Elephant imitates Korean

« previous post | next post »

Stoeger et al., "An Asian Elephant Imitates Human Speech", Current Biology (2012):

Vocal imitation has convergently evolved in many species, allowing learning and cultural transmission of complex, conspecific sounds, as in birdsong. Scattered instances also exist of vocal imitation across species, including mockingbirds imitating other species or parrots and mynahs producing human speech. Here, we document a male Asian elephant (Elephas maximus) that imitates human speech, matching Korean formants and fundamental frequency in such detail that Korean native speakers can readily understand and transcribe the imitations. To create these very accurate imitations of speech formant frequencies, this elephant (named Koshik) places his trunk inside his mouth, modulating the shape of the vocal tract during controlled phonation. This represents a wholly novel method of vocal production and formant control in this or any other species. One hypothesized role for vocal imitation is to facilitate vocal recognition by heightening the similarity between related or socially affiliated individuals. The social circumstances under which Koshik’s speech imitations developed suggest that one function of vocal learning might be to cement social bonds and, in unusual cases, social bonds across species.

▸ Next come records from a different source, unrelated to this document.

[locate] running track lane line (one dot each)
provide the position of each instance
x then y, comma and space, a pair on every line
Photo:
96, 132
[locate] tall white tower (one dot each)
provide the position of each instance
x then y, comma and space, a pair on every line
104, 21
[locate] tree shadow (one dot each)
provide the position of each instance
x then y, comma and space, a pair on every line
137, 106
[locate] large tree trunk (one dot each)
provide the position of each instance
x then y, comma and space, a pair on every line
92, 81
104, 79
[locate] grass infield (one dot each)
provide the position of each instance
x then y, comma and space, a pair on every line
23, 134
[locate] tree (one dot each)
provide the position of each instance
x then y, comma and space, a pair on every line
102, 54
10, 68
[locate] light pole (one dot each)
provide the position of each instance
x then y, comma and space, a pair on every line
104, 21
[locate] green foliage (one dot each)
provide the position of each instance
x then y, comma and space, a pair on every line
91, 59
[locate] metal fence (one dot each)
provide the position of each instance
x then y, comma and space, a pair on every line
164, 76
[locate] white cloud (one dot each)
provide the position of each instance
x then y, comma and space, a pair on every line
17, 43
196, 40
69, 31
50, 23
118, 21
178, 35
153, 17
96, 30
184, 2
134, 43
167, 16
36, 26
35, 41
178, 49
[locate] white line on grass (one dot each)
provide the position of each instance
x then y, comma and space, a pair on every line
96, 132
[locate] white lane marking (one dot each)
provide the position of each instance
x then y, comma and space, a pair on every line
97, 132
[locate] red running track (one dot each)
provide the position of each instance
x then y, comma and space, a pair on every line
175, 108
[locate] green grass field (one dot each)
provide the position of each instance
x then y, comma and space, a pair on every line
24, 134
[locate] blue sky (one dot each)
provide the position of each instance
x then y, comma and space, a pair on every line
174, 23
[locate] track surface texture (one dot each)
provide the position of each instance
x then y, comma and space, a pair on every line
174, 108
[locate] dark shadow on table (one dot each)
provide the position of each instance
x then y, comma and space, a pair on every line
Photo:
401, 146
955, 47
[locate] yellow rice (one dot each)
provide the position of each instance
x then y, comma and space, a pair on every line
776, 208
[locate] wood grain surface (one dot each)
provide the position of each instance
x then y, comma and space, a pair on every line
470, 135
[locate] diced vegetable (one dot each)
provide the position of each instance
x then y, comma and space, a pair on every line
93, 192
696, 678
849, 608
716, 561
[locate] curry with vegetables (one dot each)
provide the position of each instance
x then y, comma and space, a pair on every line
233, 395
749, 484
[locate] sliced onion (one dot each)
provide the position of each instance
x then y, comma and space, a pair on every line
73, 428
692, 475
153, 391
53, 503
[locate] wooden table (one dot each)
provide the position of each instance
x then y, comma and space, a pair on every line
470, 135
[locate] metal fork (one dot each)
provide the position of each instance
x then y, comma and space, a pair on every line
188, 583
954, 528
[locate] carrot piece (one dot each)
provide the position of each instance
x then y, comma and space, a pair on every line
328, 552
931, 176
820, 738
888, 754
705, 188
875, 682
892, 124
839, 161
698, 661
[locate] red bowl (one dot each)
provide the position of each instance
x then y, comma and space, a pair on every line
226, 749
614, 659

Here's Figure 1, whose legend reads:

Spectral Comparison of the Speech Utterance “nuo”: Spectrograms exemplifying the speech utterance “nuo” of the trainer (A and D) compared to the elephant’s (Koshik) imitation (B and E) and a 40-year-old male Korean native speaker (C and F) with no experience of Koshik’s Korean output (recorded via a head set and thus with higher recording quality than the other two sound samples). (A–C) represent narrow band spectrograms of “nuo” and (D–F) give wide-band spectrograms of each “nuo” utterance, respectively. The fundamental frequency (fund. freq.) and the first and the second formant (F1 and F2) are indicated.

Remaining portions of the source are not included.